The intimate ambience of Drill Hall 3 is a perfect venue for Kiss of Life. Chris Goode sets up a rapport with his audience with what might seem like the hackneyed direct address of the nervous stand-up comedian. He enquired after our well being, taking time to discuss some house lights that were disturbing three immaculately attired foreign ladies in the front row and we had to raise our hands to indicate how happy we were. And he kept gulping from a bottle of mineral water, as if he were very nervous.

But coming from someone so obviously sincere, this was no trite routine. Rather, it was an introduction to a style of performance that seemed to deliberately eschew theatrical conventions; this was an inherently non-dramatic performance. He was settling us down, establishing a relationship with us, and letting us know what to expect: he was a storyteller rather than a thesp.

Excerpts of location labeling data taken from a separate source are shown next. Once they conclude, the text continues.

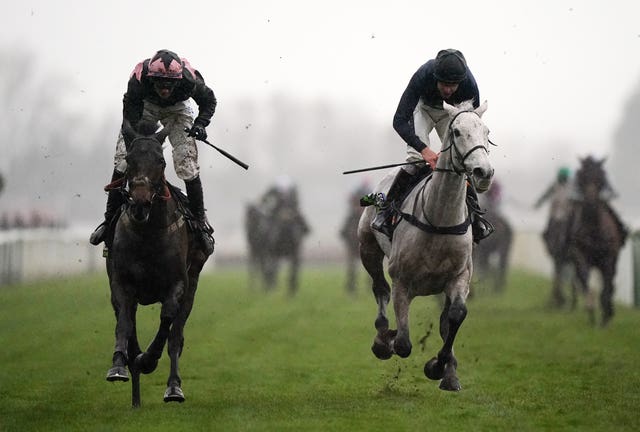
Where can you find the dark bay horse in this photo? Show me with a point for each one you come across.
(273, 237)
(595, 236)
(431, 250)
(152, 258)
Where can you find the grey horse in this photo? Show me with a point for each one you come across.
(431, 250)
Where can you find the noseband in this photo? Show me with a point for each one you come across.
(458, 156)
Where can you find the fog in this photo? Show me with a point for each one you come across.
(309, 89)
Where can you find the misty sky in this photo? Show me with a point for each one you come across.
(552, 71)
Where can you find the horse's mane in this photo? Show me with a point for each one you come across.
(465, 105)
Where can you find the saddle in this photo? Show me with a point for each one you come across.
(481, 228)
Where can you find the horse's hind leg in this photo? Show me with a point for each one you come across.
(372, 256)
(445, 364)
(401, 301)
(606, 295)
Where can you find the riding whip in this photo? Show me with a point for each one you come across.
(383, 167)
(233, 158)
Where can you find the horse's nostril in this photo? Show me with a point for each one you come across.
(479, 172)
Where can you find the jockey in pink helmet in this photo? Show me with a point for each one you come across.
(159, 90)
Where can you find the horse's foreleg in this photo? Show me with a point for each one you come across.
(148, 360)
(401, 301)
(557, 298)
(582, 280)
(606, 295)
(445, 364)
(372, 256)
(293, 273)
(124, 327)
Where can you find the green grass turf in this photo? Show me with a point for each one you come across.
(256, 361)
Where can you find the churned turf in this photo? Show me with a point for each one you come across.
(257, 361)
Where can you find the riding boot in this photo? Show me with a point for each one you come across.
(196, 205)
(383, 220)
(115, 200)
(480, 227)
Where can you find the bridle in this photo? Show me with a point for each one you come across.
(456, 154)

Nonetheless, he was presenting us with the dramatic. The house lights go down, the action commences with Chris standing on a chair (aka the railings of a bridge) bent on committing suicide because he'd just seen Kenneth Brannagh's Hamlet. He changes his mind, but is pushed from behind and plummets towards the murky river through the psychological space that exists between life and death, or, as he later comments, between the digital binaries 1 and 0 (references to Laurie Anderson's Home of the Brave here?). But, happily, he is dragged from the watery grave and given the kiss of life by a seemingly average, and modest, superhero, who resuscitates him and then does a runner.

Subsequently, Chris recounts the tale of his namesake's rebirth from the limbo inhabited by unfortunate souls who are the living dead: those who swarm around us in the supermarket, sit next to us on the tube, hiding behind their walkmans, before they disappear into average houses to plonk themselves in front of the artificial realities provided by the super-abundance of channels on digital TV. Those who lose contact with the essentials in life, human contact, companionship, love.

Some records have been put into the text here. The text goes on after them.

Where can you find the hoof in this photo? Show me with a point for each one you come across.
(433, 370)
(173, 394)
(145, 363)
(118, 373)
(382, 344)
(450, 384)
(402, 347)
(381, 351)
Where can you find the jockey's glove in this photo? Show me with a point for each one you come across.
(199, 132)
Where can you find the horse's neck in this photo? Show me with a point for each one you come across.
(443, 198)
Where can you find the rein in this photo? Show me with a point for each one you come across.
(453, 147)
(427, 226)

This being a story, Chris is redeemed by a homeless youth, a mysterious figure, bent on killing himself while he still full of life and appears yet to be indestructible. They become lovers and it is a relationship of tenderness and understanding. For Chris it is a considerable learning curve: he is revivified, he develops a zest for life at its best, fraught with ambiguities, rough around the edges, with no beginning and middle and end (those fallaciously satisfying accoutrements of fictional realities with which we have been force-fed).

This tale is full of compassion. It has some sparks of originality, humour, and even a few witticisms that set the audience laughing out loud. Chris Goode's choice of a storytelling style lends the narrative a touching sincerity. However, it is this style that I found the most disappointing. He has written us characters here, people with human emotions, engaged in dialogue, in arguments, but in presenting these characters he has eliminated any attempt at transformation at the cost of emotional depth. In this pared down production, stripped of even a modicum of performative embodiment, the characters are unsatisfying and even on occasion sham. It smacks of naivety and even ineptitude. At times it seems amateurish.

I have never seen his work before: in fact, I was attracted by the colourful flier, which seemed to promise 'a dazzling mix of sound and image a high-risk comedy that does the impossible'. This was patently not realised, in fact, as far as 'image' was concerned it was decidedly dull. I wasn't the only member of the audience who felt like phoning the Advertising Standards Council to complain about a contravention of the Trade Description Act.